Des contraintes techniques et environnementales
"La fibre de verre, la résine et les matières minérales empêchent toute corrosion interne mais aussi externe par courants vagabonds, sols pollués ou agressifs", explique Gilles Gassine. Schématiquement, la structure de ces tuyaux empile différentes couches à la composition variée. Composée de résine et de matières minérales, la couche extérieure est protectrice, notamment contre les ultra-violets (UV). En dessous, on trouve une concentration plus importante de fibre de verre assurant une bonne résistance mécanique à l'écrasement.
Principalement chargé de matières minérales nobles (sable, carbonate de calcium...), le corps central permet une bonne résistance longitudinale. On retrouve de la fibre de verre dans la quatrième couche pour résister à la pression intérieure. "Enfin, au contact de l'eau potable, on trouve une couche interne de finition (liner) en résine pure à base d'époxy (titulaire de l'attestation de conformité sanitaire), avec une surface extrêmement lisse et un coefficient hydraulique de 0,01 » précise Gilles Gassine. L'assemblage se fait avec des manchons FWC.
Au total, « seulement soixante coudes seront nécessaires pour les changements de direction sur l'ensemble du tracé. En effet, une fois emboités, il est possible de prendre 3° de déviation angulaire sur le manchon, ce qui permet de prendre maintes courbes sans recourir à ces pièces spéciales.
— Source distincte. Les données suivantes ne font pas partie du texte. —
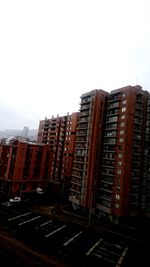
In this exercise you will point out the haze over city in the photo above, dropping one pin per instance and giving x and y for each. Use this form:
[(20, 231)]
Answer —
[(53, 51)]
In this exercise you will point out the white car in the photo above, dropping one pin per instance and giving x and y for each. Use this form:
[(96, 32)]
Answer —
[(15, 199)]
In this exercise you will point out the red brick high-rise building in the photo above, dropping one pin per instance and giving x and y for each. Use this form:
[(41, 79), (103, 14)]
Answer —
[(59, 133), (24, 166), (88, 146), (120, 185)]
Ainsi la capacité hydraulique de la canalisation se voit améliorée, les coudes générant d'importantes pertes de charges néfastes au bon fonctionnement », précise de représentant de HOBAS. Et Benoit Concedieu de compléter : "c'est aussi plus intéressant à la pose car cela réduit le besoin de butées en béton."
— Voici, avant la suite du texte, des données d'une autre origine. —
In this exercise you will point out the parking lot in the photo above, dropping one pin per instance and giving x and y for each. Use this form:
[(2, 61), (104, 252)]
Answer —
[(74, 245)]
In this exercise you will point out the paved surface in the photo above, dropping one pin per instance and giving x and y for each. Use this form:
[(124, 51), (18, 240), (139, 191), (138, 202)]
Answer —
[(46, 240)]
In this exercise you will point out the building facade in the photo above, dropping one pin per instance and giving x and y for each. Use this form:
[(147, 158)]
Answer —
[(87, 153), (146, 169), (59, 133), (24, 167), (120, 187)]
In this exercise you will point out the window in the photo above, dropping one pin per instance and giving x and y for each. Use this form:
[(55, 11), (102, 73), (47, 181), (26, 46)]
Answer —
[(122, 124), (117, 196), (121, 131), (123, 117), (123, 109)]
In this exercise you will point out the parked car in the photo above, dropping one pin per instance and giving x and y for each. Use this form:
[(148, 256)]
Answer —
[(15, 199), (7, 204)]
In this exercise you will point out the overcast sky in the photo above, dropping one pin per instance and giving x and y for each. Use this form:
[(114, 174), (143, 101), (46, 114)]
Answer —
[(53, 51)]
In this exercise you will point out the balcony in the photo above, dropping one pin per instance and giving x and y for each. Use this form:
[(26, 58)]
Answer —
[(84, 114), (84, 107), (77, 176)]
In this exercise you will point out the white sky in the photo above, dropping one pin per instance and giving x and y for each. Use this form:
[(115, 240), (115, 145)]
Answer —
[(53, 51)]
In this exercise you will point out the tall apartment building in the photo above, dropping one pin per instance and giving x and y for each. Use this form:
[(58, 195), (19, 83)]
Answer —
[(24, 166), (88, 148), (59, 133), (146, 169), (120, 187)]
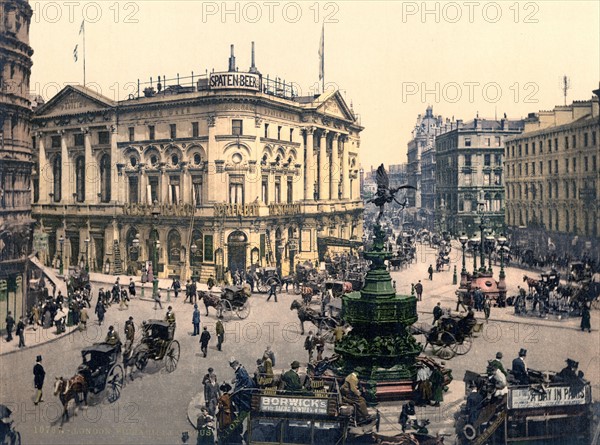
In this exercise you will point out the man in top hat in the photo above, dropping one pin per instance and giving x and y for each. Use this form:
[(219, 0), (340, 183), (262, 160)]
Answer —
[(291, 379), (497, 363), (39, 374), (519, 368)]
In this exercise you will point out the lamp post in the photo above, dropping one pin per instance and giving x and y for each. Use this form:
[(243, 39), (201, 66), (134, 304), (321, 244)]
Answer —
[(61, 240), (87, 245)]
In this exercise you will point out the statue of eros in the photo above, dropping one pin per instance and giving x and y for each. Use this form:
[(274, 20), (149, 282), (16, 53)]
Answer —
[(385, 194)]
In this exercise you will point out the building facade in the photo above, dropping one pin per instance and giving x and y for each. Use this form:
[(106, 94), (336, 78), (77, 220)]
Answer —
[(552, 179), (15, 156), (469, 174), (228, 171)]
Le long du tracé qui traverse plusieurs communes, la nouvelle canalisation en tuyaux et raccord HOBAS rencontre trois routes départementales et un cours d'eau. Ces divers obstacles ont nécessité des forages dirigés (sans tranchée) pour introduire des fourreaux en acier (diamètre 420) destinés à recevoir les canalisations en PRV posées à 1,20 mètre (en PE sous la rivière). "Cette technique réduit les nuisances sonores et les vibrations, elle ne perturbe pas les axes de circulation et n'endommage pas le réseau existant, explique Gaël Le Clech.
Elle limite aussi les risques de pollution accidentelle de masses d'eau et évite tout risque de modification du régime hydraulique du cours d'eau. Mais le chantier doit gérer d'autres contraintes. Au niveau technique tout d'abord, avec un dénivelé important sur une partie du tracé. Au niveau environnemental ensuite, car il a fallu veiller à la préservation du milieu aquatique, le système hydrologique du cours d'eau à franchir étant particulièrement sensible du fait du caractère karstique de la vallée et de la position perchée par rapport à la vallée.
De plus, le tracé intercepte sur 500 mètres la Forêt d'Evreux, une zone naturelle à enjeux faunistique et floristique de type II. Enfin, l'entreprise exécutrice des travaux ne doit pas aggraver le caractère inondable de la zone, et tenir compte de vestiges archéologiques. Cependant, ces contraintes n'ont pas retardé les travaux qui devraient être achevés pour septembre 2015, comme prévu.